にわかに信じられないことだけれど、スタッフが9~10人くらいに増えることになった。それまでは4人だったから大幅増だ。しかも聞いてください。全員がパートさんですよ。社員がひとりもいない。じつはこれが大変。パートさんと言うのは責任のない仕事で、与えられた仕事をこなすのが基本のスタイル。一方社員と言うのは会社のことを一緒に考え、よりよくしていく一軍のチーム。それが今監督の私ひとりしかいない。監督の私は選手でもありボールも拾う。ユニフォームの金も払いに行くし道具の発注もする。

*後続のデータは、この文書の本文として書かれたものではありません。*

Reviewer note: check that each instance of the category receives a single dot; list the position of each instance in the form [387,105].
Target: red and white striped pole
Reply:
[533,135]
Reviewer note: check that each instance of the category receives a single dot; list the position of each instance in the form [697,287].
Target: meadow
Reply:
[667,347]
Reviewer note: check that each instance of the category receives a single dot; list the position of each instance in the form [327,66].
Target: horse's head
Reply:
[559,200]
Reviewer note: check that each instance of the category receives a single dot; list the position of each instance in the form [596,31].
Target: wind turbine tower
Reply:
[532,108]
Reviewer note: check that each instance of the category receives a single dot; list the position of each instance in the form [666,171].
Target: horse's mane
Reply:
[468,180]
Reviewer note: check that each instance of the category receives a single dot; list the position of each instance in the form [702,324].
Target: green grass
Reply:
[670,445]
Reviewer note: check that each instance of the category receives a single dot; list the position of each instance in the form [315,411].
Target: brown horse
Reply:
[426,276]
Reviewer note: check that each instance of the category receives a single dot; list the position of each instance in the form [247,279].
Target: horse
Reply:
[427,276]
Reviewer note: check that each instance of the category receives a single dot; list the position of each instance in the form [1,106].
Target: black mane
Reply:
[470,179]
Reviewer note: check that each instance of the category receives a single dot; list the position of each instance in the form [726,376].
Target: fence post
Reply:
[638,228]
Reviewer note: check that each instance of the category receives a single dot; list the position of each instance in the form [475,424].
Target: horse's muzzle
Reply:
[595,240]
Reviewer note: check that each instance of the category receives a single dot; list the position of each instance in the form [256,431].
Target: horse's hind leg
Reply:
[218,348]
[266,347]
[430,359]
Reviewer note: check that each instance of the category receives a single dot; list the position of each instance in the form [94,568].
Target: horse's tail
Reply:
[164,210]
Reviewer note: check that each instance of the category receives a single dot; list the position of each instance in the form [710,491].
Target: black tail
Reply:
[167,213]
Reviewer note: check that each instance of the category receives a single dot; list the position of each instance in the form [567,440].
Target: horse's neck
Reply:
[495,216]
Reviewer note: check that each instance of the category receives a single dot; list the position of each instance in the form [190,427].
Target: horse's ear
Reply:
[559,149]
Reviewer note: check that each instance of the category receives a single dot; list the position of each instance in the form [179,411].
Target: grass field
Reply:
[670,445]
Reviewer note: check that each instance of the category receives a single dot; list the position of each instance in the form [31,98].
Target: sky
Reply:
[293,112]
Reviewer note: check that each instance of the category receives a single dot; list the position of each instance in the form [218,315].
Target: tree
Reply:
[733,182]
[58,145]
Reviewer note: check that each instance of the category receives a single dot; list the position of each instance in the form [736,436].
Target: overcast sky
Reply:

会社が大きくなる時というのがあるのだなぁ、と漠然と考えているが実にその渦中だ。とにかく、人がいなければ商品を作ることができないし、商品ができたらそれを発送する人たち、お客さんの対応をする人がいる。今までは全員が自分の仕事をしつつもその隙間ですべての仕事をすることができた。いくら忙しいとは言っても、それくらいはのんびりしていた。ところが、その隙間がなくなってきたからさあ大変。誰一人として休めない、休めば仕事が止まってしまうからだ。このような緊張が続く労働環境はよくない。だからそこに人を投入する必要がある。

さっき会社と書いたが、実際には会社ではなく、個人事業主だ。2年くらい前に社長の年収が45万円くらいと書いたことがある。ちなみに翌年は150万円くらいで、去年は結構売ったけどやっぱり150万円くらいになりそうだ。驚くほど少ない年収だけれど金には困っていない。車もないし、家のローンもない。息子は独立して働いている。幸い親も年金がもらえていて、妹たちもそれぞれ家庭がある。どこからも金を無心されることもない。犬や猫がいると結構お金がかかるけれど、うちのペットは雌鶏が一羽だけ。

なのに1か月も旅に出られるのは経費にできるからだ。私は民泊をしていて、土産としてクッキーの製造販売もしている。旅をするのも仕事の一環だ。ほかの観光地へ行って、土産物屋を見るのは立派な仕事だし、土産の菓子を買うのだって他店の研究、ということになる。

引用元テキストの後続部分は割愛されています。